Et comme on les comprend ! Jusqu’en janvier 2017, le régime des ayatollahs avait eu droit à un tapis rouge et un blanc-seing de la part d’une Administration Obama cynique qui par un coup de baguette maléfique avait promu la République islamique d’Etat-terroriste belliqueux et hégémonique en « allié » et en « moteur de stabilité dans la région ». Avec un Qassem Suleimani comme chef d’orchestre, qui tel une araignée profitait de cette liberté et cette immunité inespérées pour continuer à tisser la toile chiite au Moyen-Orient.
Avec ce qui s’est passé vendredi dernier, la partie de poker engagée entre l’Iran et le président depuis son arrivée au pouvoir a été remportée par ce dernier. De manière cinglante. L’imprévisible Trump a fait la leçon à l’Iran des Rohani et des Khamenei alors que tout le monde le pensait détaché progressivement de ce qui se passe dans cette région, voire craintif à l’idée d’agir contre l’Iran en période électorale américaine.

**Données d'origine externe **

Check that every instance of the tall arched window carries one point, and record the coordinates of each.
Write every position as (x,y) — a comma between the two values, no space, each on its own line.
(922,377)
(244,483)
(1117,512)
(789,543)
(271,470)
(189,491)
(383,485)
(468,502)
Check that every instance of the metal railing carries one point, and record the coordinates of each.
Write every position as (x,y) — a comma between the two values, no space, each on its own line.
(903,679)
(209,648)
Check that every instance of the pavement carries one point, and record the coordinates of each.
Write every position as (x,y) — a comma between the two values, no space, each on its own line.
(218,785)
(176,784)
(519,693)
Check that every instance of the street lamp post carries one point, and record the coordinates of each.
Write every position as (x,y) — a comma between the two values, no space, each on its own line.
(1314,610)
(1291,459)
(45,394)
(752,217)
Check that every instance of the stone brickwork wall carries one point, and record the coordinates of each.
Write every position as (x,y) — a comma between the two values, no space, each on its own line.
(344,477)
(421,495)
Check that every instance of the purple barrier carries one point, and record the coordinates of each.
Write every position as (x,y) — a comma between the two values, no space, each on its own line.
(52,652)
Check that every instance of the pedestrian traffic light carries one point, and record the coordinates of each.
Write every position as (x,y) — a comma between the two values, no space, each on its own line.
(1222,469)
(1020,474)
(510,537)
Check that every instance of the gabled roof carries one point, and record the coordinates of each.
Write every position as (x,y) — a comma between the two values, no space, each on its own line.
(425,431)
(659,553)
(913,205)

Et comme de vulgaires braconniers se prenant fièrement en photo devant un fauve qu’ils croient à tort avoir terrassé, les édiles de Téhéran pensaient que le lion de Washington s’était résigné à leurs facéties et qu’ils pourraient se livrer à leurs provocations et agressions répétées sans réaction de la part de la plus grande puissance mondiale. L’arrogance ivre des responsables iraniens était arrivée à un tel niveau qu’un Qassem Suleimani s’est cru libre de circuler sans crainte et ne pas imaginer qu’un drone américain le suivait et l’observait depuis Beyrouth où il avait rendu visite à Hassan Nasrallah jusqu’à l’aéroport de Bagdad en attendant l’ordre de la Maison-Blanche de le faire décoller pour un « monde meilleur ». Deux missiles ‘Hellfire’ ont fait disparaître en quelques secondes celui qui annonçait récemment encore qu’Israël n’en avait plus pour longtemps ! Il a maintenant tout le temps de profiter des 72 vierges qui l’attendent depuis des années, et qu’il devra d’ailleurs partager avec son ami et complice Abou Mahdi al-Muhandes avec lequel il se trouvait.Selon l’excellent géopolitologue Guy Bekhor, l’assurance affichée par les dirigeants iraniens avait encore une autre raison : les messages diffusés par les Démocrates américains leur demandant d’être patients encore une année encore…jusqu’à leur retour à la Maison-Blanche où ils appliqueraient à nouveau une « politique plus sage et bienveillante»…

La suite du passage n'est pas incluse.